Faraday to Charles Frederick Winslow   26 April 1858

Royal Institution | London | 26 April 1858

Dear Sir

I write at once to acknowledge your letter1 and your paper2 on the relations of the sun and the earth. I am very glad to see you occupied on the subject, and certainly have been very much surprised by your monthly table of earthquakes and volcanic eruptions. The relation of these mighty terrestrial phenomena to the distance at which our earth is placed from the sun at the time seems as if it could only be referred to the amount of heat received at the time from the sun or else to some function of the force of gravity varying as it does in accordance as to time with the phenomena3.

I sincerely wish you may establish your view i.e. may by further examination of the phenomena prove it to be the truth. We none of us want anything but the truth, but when the truth is in a new direction and aside from our preconceived notions we are often very slow to receive it. I should be very glad to find some effect of gravity that might be considered complementary to the variation of that force by change of distance but the thought is very coldly received here4. I see no reason to change my own impression but I should rejoice to find them receiving either expansion or correction by such views as yours.

You amuse me rather by your account of your interview with Sir Astley Cooper5, and I am glad you did not take his advice. If you have found a good wife you have found sources of happiness very different but quite equal to those which science could have given you and I trust far more abundant. I believe that the work God intended you for has been as well carried out as it would have been by any monkish devotion to science alone. It is in the power of man to perform duties of both kinds and I suspect his moral and religious nature will be best subserved by a wife and family.

I do not imagine that I shall hear from either Airy or Sabine on the subject of your paper. I doubt whether either are as yet favorable to such views as ours. If the views be truth it will require time for them to make their view. Still they are announced and I am persuaded will progress though probably not much in the present generation.

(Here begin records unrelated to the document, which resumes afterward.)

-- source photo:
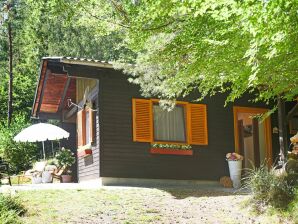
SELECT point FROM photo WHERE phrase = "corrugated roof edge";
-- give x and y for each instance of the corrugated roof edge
(81, 61)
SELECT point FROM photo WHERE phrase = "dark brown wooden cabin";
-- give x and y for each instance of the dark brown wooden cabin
(113, 128)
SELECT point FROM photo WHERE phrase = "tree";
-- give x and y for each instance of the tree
(213, 46)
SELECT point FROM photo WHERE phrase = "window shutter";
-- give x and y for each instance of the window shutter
(197, 124)
(142, 120)
(91, 125)
(81, 127)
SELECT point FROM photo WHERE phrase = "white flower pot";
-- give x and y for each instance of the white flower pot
(235, 168)
(36, 180)
(46, 177)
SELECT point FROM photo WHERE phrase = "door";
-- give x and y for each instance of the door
(252, 137)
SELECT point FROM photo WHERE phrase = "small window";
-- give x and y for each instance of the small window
(87, 132)
(186, 123)
(169, 126)
(85, 127)
(294, 125)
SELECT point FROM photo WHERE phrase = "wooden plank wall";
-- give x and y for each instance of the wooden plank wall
(121, 157)
(88, 167)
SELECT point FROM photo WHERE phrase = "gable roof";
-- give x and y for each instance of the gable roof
(54, 84)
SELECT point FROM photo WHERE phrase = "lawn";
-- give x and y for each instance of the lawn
(138, 205)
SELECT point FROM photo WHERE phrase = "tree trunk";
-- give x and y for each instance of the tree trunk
(282, 130)
(10, 84)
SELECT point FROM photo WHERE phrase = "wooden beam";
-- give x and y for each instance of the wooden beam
(292, 112)
(282, 130)
(84, 71)
(47, 116)
(64, 94)
(42, 90)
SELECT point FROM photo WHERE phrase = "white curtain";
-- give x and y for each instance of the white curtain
(169, 126)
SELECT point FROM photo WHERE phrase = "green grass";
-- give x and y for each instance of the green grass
(137, 205)
(10, 209)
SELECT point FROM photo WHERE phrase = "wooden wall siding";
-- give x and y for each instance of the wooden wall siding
(70, 143)
(121, 157)
(88, 167)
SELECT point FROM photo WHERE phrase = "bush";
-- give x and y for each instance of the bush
(65, 158)
(270, 188)
(20, 156)
(10, 210)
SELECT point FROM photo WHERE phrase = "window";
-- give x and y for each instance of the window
(293, 124)
(187, 123)
(85, 127)
(87, 123)
(169, 126)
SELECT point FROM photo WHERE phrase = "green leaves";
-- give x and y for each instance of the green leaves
(214, 46)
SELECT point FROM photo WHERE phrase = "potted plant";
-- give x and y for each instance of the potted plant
(65, 159)
(235, 167)
(171, 149)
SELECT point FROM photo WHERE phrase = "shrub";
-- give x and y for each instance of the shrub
(20, 156)
(65, 158)
(10, 209)
(269, 188)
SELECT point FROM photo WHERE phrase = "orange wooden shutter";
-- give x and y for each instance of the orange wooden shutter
(142, 120)
(197, 124)
(81, 128)
(91, 125)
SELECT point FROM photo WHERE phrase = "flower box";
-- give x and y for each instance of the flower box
(166, 151)
(84, 152)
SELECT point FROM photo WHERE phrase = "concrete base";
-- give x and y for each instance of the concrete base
(139, 182)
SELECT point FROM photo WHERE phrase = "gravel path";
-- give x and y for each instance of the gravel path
(113, 205)
(180, 206)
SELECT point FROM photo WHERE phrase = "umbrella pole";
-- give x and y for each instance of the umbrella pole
(44, 154)
(53, 150)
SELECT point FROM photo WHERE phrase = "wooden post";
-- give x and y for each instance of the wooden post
(282, 130)
(10, 84)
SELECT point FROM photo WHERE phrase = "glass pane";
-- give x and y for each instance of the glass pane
(169, 126)
(87, 128)
(262, 142)
(252, 142)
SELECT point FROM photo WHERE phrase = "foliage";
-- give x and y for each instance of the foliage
(212, 46)
(269, 188)
(10, 209)
(65, 158)
(171, 146)
(233, 156)
(20, 156)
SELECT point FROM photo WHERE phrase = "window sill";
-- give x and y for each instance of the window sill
(84, 152)
(171, 151)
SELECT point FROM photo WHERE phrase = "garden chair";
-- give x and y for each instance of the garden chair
(38, 167)
(58, 174)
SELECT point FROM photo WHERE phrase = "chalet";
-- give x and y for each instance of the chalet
(118, 134)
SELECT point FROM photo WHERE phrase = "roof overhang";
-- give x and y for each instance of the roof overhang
(56, 85)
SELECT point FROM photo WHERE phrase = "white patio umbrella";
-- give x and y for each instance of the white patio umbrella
(40, 133)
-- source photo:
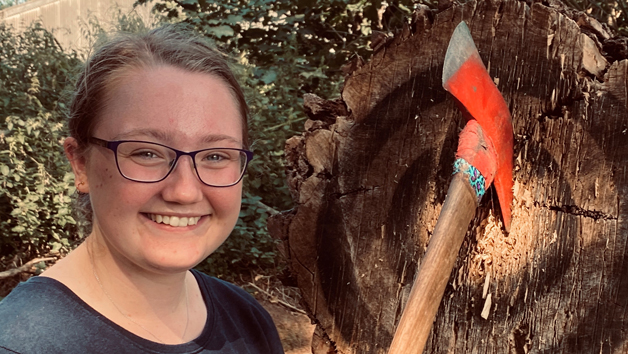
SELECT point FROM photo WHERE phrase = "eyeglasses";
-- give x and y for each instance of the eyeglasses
(147, 162)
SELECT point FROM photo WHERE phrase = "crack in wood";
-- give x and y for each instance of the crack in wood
(576, 210)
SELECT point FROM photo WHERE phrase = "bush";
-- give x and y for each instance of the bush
(35, 180)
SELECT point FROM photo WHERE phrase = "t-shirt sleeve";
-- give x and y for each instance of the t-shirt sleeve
(241, 315)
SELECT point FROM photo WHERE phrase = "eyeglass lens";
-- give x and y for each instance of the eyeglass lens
(147, 162)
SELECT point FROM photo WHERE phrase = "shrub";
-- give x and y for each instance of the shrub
(35, 180)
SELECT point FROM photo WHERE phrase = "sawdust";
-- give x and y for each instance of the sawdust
(497, 254)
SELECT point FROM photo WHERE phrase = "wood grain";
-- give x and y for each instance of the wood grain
(369, 178)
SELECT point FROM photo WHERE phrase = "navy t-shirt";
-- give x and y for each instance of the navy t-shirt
(42, 315)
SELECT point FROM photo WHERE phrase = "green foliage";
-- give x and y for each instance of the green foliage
(248, 248)
(35, 181)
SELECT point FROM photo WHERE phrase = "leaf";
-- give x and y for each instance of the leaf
(269, 77)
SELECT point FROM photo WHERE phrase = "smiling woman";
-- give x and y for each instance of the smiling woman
(158, 147)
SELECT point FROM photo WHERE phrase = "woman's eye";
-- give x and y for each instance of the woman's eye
(146, 154)
(215, 157)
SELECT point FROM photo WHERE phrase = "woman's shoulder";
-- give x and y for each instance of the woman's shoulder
(40, 305)
(236, 314)
(223, 290)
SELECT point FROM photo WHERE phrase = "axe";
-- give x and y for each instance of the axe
(484, 154)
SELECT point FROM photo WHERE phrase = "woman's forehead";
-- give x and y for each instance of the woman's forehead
(166, 101)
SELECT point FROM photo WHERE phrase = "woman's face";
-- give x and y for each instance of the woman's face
(186, 111)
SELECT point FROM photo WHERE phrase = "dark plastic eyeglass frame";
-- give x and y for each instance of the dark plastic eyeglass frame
(113, 146)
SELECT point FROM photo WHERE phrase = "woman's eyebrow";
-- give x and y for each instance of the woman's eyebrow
(159, 135)
(220, 137)
(167, 136)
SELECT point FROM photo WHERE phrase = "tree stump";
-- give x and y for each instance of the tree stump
(370, 173)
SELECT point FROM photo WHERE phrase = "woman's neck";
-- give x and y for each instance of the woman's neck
(159, 307)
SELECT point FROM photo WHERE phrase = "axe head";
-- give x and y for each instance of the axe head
(466, 78)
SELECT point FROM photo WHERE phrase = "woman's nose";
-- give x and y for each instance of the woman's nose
(183, 185)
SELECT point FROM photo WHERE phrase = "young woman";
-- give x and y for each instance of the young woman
(158, 138)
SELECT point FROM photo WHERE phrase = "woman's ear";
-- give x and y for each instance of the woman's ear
(78, 162)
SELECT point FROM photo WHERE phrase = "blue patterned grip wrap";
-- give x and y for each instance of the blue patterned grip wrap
(476, 180)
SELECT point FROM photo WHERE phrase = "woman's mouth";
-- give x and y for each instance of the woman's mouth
(176, 221)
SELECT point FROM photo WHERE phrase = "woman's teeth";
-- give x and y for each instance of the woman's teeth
(175, 221)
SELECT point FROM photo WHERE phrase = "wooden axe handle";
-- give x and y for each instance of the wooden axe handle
(435, 269)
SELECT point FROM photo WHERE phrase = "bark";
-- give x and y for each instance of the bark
(370, 173)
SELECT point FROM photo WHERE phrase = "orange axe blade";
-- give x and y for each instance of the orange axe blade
(485, 149)
(466, 78)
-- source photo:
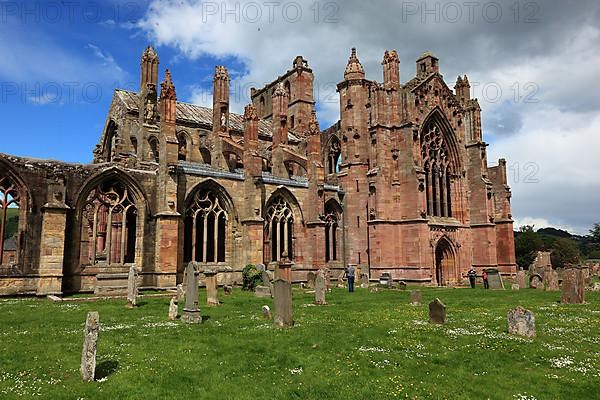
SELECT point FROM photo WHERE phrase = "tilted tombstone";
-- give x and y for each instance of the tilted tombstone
(283, 303)
(212, 292)
(132, 287)
(191, 312)
(551, 278)
(573, 286)
(173, 309)
(521, 322)
(415, 297)
(494, 278)
(535, 282)
(364, 281)
(522, 278)
(320, 288)
(437, 312)
(310, 279)
(90, 346)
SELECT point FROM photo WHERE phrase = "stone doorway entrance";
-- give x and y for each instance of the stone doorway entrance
(444, 262)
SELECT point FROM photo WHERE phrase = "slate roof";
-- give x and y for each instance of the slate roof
(198, 115)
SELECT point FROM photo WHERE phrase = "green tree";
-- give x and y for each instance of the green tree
(565, 251)
(527, 244)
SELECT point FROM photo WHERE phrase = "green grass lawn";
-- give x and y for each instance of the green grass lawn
(360, 346)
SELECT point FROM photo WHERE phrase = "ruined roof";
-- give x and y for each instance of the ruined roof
(199, 115)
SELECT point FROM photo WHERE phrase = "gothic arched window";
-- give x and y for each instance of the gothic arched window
(279, 227)
(333, 156)
(109, 225)
(331, 233)
(10, 198)
(205, 228)
(438, 171)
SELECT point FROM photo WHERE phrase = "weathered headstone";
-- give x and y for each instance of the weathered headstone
(310, 279)
(320, 288)
(415, 297)
(385, 279)
(437, 312)
(212, 292)
(364, 281)
(262, 291)
(132, 287)
(283, 303)
(535, 282)
(90, 345)
(522, 279)
(573, 286)
(551, 280)
(521, 322)
(180, 293)
(494, 278)
(173, 309)
(191, 312)
(266, 312)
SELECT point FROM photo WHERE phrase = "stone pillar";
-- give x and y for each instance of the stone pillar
(283, 304)
(90, 345)
(212, 292)
(191, 312)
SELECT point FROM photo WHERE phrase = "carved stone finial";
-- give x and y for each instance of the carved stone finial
(354, 69)
(250, 113)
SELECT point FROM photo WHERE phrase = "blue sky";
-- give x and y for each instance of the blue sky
(545, 51)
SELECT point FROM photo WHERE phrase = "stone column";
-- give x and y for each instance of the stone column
(90, 345)
(212, 292)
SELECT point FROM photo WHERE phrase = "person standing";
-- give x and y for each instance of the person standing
(472, 274)
(350, 276)
(486, 284)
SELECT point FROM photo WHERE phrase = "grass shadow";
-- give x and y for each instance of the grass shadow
(106, 368)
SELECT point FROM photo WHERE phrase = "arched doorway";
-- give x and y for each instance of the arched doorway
(444, 262)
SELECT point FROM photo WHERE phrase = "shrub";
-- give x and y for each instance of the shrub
(251, 277)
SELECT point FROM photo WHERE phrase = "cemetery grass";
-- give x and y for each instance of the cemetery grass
(360, 346)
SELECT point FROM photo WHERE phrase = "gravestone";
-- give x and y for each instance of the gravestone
(522, 279)
(320, 288)
(90, 345)
(437, 312)
(212, 292)
(266, 312)
(494, 278)
(364, 281)
(262, 291)
(573, 286)
(551, 278)
(173, 309)
(180, 293)
(415, 297)
(535, 282)
(310, 279)
(521, 322)
(191, 312)
(132, 287)
(385, 279)
(283, 303)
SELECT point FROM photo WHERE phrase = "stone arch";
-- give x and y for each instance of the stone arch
(445, 261)
(108, 227)
(15, 203)
(283, 218)
(210, 220)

I am Sir | Your Very Obliged Servant | M. Faraday

Dr. C.F. Winslow

Winslow (1858).
For Faraday’s continuing interest in Winslow’s views see Faraday, Diary,10 February 1859, 7: 15810.
See the anonymous and hostile review of Faraday (1857a), Friday Evening Discourse of 27 February 1857, in Athenaeum,28 March 1857, pp.397-9 by Augustus De Morgan (1806-1871, ODNB), Professor of Mathematics at University College, London.
Astley Paston Cooper (1768-1841, ODNB). Surgeon.

Bibliography

FARADAY, Michael (1857a): “On the Conservation of Force”, Proc. Roy. Inst., 2: 352-65.

WINSLOW, Charles Frederick (1858): “Central Relations of the Sun and Earth”, Annual of Scientific Discovery, 364-70.